Dengue fever was originally known by several names. The origins of the word dengue is uncertain, but it is suspected to have originated from a Swahili phrase, Ka-dinga pepo, which means evil spirit. It was also called “dandy” fever by slaves in the West Indies because the posture and gait of those who contracted the disease was similar to a dandy. Benjamin Rush, who was a Founding Father of the United States and an American physician, called it bonebreak fever because of the accompanying muscle and joint pain. It was also called stiff-necked fever (corrupted into bucket fever) and knockle-koorts fever. However, by 1828, it was generally known as dengue fever.
Dengue fever is transmitted by the female mosquito and symptoms often start with a frontal headache, sudden fever, and overall body aches. Those symptoms expand to include a rash, nausea, vomiting, severe eye pain, with eyes so sore it hurts to move them, and then depression and fatigue. One description given by Rush in the 18th century states:
“The pains which accompanied this fever were exquisitely severe in the head, back and limbs. The pains in the head were sometimes in the back parts of it, and at other times they occupied only the eyeballs. in some people, the pains ere so acute in their backs and hips, that they could not lie in bed … A few complained of their flesh being sore to the touch, in every art of the body. From these circumstances, the disease was sometimes believed to be a rheumatism, but its more general name among all classes of people was the breakbone fever.”
A description of it in the American Journal of Ophthalmology of 1919 stated:
“It may occur so suddenly and with such complete prostration as to strike down the sufferer at his business, pleasure or devotions. The intense and excruciating myalgia and joint pains are the most typical symptoms. Here may be mentioned the only ocular complaints occurring as a rule, namely the intense retroorbital and supraorbital pain, and often great pain on an attempted ocular movement. The disease lasts from 10 to 14 days, during which time the temperature is usually highest on the 4th or 5th day, varying between 103-106ºF. There is then often a remission in symptoms followed by a return of symptoms and by a rash.
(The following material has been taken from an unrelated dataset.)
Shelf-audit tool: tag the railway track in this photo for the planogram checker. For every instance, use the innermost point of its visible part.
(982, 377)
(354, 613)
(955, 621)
After a week of suffering, many patients found themselves on the road to recovery as mortality was low. However, a severe form of dengue, known as hemorrhagic fever, affected children and was fatal about 30% of the time. It has the similar symptoms as classic dengue but worsened until the body went into shock, which caused the circulatory system to fail and resulted in hemorrhaging.
One of the first published descriptions of dengue fever came from Rush. He described an outbreak in the summer of 1780 in Philadelphia, Pennsylvania, saying, patients suffered pains that were “exquisitely severe in the head, back and limbs.” Rush also listed diarrhea, nausea, and a rash. He noted the disease seemed to coincide with extremely warm weather, as “the mercury stood on the 6th of August at 94 1/2º, and for several days after at 90º.” In addition, Rush reported noxious odors blowing in the wind and that “moschetoes [sic] were uncommonly numerous.”
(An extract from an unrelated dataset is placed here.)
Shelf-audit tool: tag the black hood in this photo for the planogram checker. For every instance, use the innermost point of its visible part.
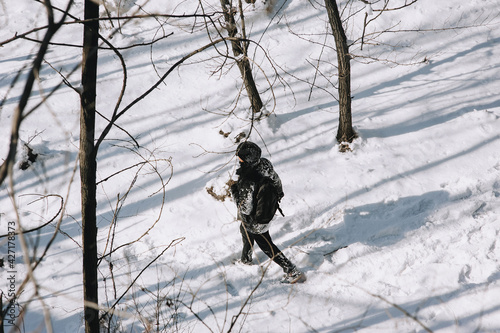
(249, 152)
Although Rush was a hearty proponent of bloodletting, he recommended little bloodletting in this case. Rush treated his patients by providing purgative cleansers for their bowels and having them swallow a poisonous crystalline salt known as “tartar emetic” to empty their stomachs. He also recommended patients survive on a liquid diet and get plenty of bed rest, which are recommendations that are still given today as modern medicine has found no better aid for victims.
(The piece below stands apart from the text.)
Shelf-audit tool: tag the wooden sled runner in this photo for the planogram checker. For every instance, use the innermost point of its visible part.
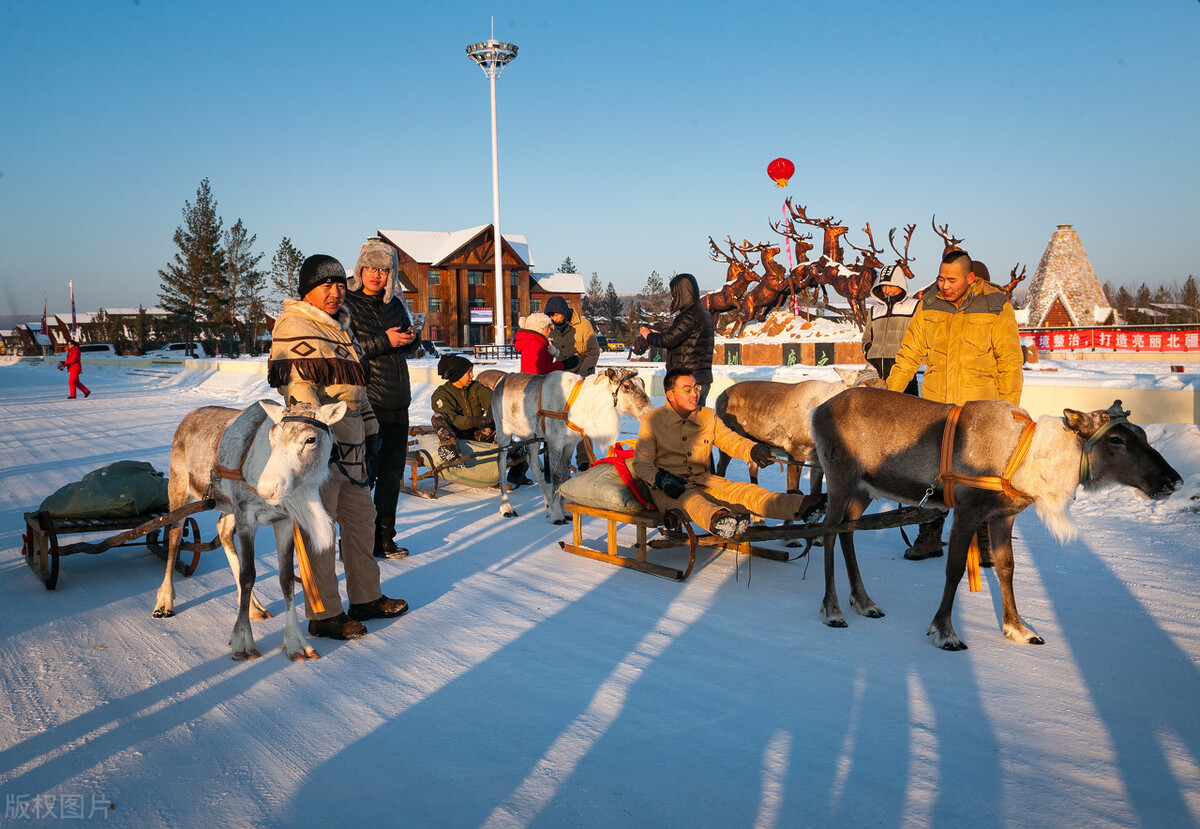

Although there were numerous reports of epidemics of dengue fever throughout the 1600s, it seems the most likely cases of dengue occurred between 1779 and 1780 in North America, Asia, and Africa. Interestingly, today, dengue fever remains the second most popular reason why people are hospitalized after having visited a foreign land.
-  Kiple, Kenneth F., Plague, Pox, & Pestilence, London, 1997, p. 93-94.
-  American Journal of Ophthalmology, 1919, p. 651.
-  Osler, Sir William, The Principles and Practice of Medicine, 1905, p. 156.
-  Kiple, Kenneth F., p. 93.
-  Ibid.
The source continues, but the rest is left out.